To J. D. Hooker   [26 October 1877]1

6. Queen Anne St.

Friday

My dear Hooker

I am very very sorry to trouble you so soon, but you can pass my request on Mr Lynch, who has already sent me seeds.—2 I want badly a few seeds of Mimosa pudica, & if possible of Desmodium gyrans & of any Cassia.— We want to watch the cotyledons of these plants. From what Frank & I have seen, I think we shall be able to show that all the automatic movements of mature plants are developments of the wonderful automatic movements of the stem & cotyledons of all the plants which we have as yet observed.—3

I have just read the nice little sketch of you in Nature & your own paper.—4

We go home on Monday & have come here for 3 days, as I wanted rest,—the cotyledons having worn me out.—5

Yours affecy | C. Darwin

The date is established by the relationship between this letter and the letter to W. T. Thiselton-Dyer, 11 October [1877], and by CD’s reference to staying at 6 Queen Anne Street (see n. 5, below).
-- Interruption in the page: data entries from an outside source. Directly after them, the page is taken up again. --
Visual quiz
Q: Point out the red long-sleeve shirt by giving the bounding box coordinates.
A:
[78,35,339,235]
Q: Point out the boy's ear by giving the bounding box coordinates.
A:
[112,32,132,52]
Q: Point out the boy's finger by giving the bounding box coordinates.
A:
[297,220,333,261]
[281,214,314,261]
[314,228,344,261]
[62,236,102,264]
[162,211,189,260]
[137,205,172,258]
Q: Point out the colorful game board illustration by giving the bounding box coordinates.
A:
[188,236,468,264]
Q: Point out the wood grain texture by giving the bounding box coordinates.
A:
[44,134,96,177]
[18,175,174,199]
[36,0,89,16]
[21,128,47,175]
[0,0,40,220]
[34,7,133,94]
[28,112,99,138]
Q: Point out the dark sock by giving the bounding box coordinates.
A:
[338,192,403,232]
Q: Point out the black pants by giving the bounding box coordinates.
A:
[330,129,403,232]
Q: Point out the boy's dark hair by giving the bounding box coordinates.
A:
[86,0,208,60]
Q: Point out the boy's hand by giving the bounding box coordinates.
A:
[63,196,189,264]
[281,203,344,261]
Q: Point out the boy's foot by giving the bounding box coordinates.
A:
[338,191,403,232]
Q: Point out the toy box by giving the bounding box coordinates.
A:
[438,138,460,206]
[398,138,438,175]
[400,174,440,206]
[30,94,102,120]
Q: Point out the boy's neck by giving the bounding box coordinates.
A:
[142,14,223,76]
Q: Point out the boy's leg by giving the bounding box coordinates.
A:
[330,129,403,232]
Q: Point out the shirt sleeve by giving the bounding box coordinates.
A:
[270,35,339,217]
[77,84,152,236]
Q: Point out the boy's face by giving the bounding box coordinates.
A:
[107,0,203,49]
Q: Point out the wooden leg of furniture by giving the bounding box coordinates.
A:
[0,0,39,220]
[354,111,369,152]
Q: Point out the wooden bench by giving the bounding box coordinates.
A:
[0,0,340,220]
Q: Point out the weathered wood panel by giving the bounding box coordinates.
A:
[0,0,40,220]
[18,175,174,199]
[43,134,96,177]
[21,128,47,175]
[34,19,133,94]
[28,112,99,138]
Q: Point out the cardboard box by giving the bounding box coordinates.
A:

In 1877, 26 October was a Friday.
The seeds sent by Richard Irwin Lynch had arrived on 10 October (see letter to W. T. Thiselton-Dyer, 11 October [1877] and nn. 2 and 3).
The movements of the cotyledons of Mimosa pudica, Desmodium gyrans, and Cassia observed by CD and Francis Darwin were described in Movement in plants, pp. 37, 357–64, 369–73.
The issue of Nature for 25 October 1877 contained a biographical sketch of Hooker by Asa Gray (A. Gray 1877a), and an article by Hooker on the botany of the Rocky Mountains (J. D. Hooker 1877).
CD stayed at 6 Queen Anne Street, the home of Erasmus Alvey Darwin, from 26 to 29 October 1877; he had been working on cotyledons and the movement of plants since July (CD’s ‘Journal’ (Appendix II)).

Manuscript Alterations and Comments

0.1 6. … St.] before delDown, | Beckenham, Kent. | Railway Station | Orpington S.E.R.